Once unsaturated benchmarks (ExploitBench, ExploitGym) and the April checkpoint are used, the gap reappears clearly in the Cyber-ECI.
Try It
- Use the discovery-vs-exploitation split as a literacy filter. When any vendor claims an AI “cyber leap,” ask which sub-skill — finding weaknesses or weaponizing them. Epoch shows the two can move very differently, and the scarier framing (autonomous attacks) needs both.

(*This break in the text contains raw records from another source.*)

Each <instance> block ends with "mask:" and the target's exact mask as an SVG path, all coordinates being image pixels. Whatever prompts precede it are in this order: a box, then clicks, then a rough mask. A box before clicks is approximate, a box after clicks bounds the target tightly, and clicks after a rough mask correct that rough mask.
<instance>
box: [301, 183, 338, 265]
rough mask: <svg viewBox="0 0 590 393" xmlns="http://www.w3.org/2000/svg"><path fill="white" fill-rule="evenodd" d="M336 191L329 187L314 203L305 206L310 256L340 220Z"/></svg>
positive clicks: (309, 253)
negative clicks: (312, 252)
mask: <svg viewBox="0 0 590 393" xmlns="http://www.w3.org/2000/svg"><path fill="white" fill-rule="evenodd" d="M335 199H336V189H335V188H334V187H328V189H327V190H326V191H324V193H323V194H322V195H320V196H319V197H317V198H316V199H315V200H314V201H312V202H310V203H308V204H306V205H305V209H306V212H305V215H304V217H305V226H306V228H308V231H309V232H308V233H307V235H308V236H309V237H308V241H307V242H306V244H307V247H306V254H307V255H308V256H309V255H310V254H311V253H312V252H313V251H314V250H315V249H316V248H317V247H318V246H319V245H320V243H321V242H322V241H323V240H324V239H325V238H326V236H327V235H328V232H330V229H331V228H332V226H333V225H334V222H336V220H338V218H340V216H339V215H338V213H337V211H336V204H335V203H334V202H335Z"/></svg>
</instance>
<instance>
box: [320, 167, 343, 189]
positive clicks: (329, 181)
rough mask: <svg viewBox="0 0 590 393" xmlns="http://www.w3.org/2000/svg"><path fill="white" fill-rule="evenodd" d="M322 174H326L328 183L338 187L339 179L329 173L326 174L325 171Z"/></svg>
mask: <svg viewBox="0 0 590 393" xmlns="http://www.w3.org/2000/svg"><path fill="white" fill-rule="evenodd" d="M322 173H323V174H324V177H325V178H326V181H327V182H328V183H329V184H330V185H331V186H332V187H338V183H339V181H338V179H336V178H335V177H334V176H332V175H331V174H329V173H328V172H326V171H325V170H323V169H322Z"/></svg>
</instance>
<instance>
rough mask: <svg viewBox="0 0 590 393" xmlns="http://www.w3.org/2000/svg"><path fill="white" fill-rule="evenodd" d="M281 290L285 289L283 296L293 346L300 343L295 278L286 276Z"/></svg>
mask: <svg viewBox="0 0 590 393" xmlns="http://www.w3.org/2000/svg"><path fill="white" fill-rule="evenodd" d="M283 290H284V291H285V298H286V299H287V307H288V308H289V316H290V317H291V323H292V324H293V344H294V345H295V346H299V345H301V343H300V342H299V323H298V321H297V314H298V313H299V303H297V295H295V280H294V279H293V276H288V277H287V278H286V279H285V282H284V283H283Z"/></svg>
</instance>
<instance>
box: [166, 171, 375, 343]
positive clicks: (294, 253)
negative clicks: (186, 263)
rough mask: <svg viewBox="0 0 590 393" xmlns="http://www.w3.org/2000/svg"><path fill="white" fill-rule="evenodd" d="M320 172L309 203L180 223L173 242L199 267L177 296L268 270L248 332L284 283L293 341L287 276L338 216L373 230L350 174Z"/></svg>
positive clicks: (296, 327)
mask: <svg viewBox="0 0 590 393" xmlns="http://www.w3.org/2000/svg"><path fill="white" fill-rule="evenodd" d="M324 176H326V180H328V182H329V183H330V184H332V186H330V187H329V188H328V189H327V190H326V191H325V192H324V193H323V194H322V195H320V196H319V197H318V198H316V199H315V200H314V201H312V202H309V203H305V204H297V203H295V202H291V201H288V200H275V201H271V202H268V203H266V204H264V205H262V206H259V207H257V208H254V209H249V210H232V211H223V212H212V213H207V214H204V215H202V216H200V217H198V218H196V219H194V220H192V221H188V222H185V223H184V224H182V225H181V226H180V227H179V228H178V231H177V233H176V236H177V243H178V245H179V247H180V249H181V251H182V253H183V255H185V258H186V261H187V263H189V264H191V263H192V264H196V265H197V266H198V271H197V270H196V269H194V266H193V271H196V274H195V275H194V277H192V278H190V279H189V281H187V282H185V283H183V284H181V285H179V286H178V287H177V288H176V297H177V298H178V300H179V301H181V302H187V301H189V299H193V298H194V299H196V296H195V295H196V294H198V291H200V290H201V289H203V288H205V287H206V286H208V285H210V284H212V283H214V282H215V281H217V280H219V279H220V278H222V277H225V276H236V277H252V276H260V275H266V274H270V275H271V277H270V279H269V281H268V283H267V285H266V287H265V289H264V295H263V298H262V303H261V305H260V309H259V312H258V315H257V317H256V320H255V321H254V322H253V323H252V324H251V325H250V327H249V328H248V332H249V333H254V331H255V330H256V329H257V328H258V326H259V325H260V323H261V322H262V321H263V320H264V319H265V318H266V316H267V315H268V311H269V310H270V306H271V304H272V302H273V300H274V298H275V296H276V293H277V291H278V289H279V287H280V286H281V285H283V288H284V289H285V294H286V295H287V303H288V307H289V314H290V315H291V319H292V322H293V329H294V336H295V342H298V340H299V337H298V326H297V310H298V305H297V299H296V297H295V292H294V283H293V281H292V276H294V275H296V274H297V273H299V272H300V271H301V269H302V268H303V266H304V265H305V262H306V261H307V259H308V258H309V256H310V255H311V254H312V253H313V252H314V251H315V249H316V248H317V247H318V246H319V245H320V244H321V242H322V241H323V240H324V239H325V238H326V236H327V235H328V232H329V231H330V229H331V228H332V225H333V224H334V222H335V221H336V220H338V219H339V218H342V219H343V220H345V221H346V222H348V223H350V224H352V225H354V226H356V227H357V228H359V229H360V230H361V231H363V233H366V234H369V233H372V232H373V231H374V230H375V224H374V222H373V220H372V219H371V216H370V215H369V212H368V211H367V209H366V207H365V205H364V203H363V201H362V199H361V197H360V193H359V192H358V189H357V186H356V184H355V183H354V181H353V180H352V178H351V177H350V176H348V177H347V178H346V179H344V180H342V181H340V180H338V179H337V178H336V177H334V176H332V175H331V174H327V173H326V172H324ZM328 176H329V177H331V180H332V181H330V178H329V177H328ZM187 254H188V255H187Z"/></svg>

- Discount single-source CVE/vuln-count spikes. A +262% CVE jump that coincides with a $100M credit program is confounded by spend. Ask for find-rate on a fixed budget before reading a count spike as a capability jump — the same caveat applies to Anthropic’s “10,000+ critical vulns” Glasswing figure (see Mythos Preview).
- For WEO / client security work: the practical near-term value of frontier models is lower false-positive rate + better severity triage, not necessarily finding vulns nothing else could. That’s a “save analyst time” pitch, not a “replace the scanner” pitch.
- Track the unsaturated benchmarks. ExploitBench (V8 ACE), ExploitGym (V8/Linux-kernel/userspace), and Irregular’s CyScenarioBench are now the load-bearing cyber evals — saturated ones (Cybench, CyberGym) no longer separate frontier models.
- Cross-read against the first-party card. Pair this with Mythos 5 article (Firefox-147 working-exploit 88.4% vs Opus 4.8’s 8.8%; ExploitBench ACE 78% vs 40%) to see independent and first-party numbers side by side.
Related
- Claude Mythos Preview — the internal frontier model and the Project Glasswing program whose CVE figures Epoch reinterprets; this is the first-party source of the “10,000+ critical vulns” and curl-scan claims Epoch contextualizes.
- Claude Fable 5 and Claude Mythos 5 — the released model; its card supplies the CyScenarioBench / OSS-Fuzz / Firefox-147 numbers and the “modestly above Mythos Preview on cyber” framing Epoch cites.
- Mapping a Year of AI-Enabled Cyber Threats (MITRE ATT&CK) — the attacker-side mirror: how generally-available models are actually misused today, versus where frontier capability is heading.
- When AI Builds Itself — Recursive Self-Improvement — the same “capability scales faster than we can measure” theme, applied to AI-R&D rather than cyber.
- Stanford HAI AI Index 2026 — sibling independent-benchmark report; its “safety benchmarks lag capability” finding is exactly the dynamic Epoch documents in cyber.
- AI Industry Research — topic hub; Epoch AI is a named source-quality anchor here.
Open Questions
- What is Mythos’s vulnerability-discovery find-rate on a fixed budget? The single most important unknown — until someone controls for spend, the CVE spike can’t be cleanly attributed to capability. A controlled find-rate study would resolve the core debate.
- Will real-world Mythos 5 usage reports match Mythos Preview? Epoch’s evidence is mostly Mythos Preview; they project the conclusions forward to Mythos 5 but flag they’re waiting on usage data.
- Does the lower false-positive rate hold outside hardened codebases? curl and Cloudflare report few false positives, but both are unusually well-audited environments. Open question whether the FP advantage generalizes to messy enterprise code.
- How will an unsaturated discovery benchmark change the picture? Today there’s no clean one. If a good source-code-vuln-finding benchmark ships, it could confirm or refute the “prior models were already very good at discovery” claim.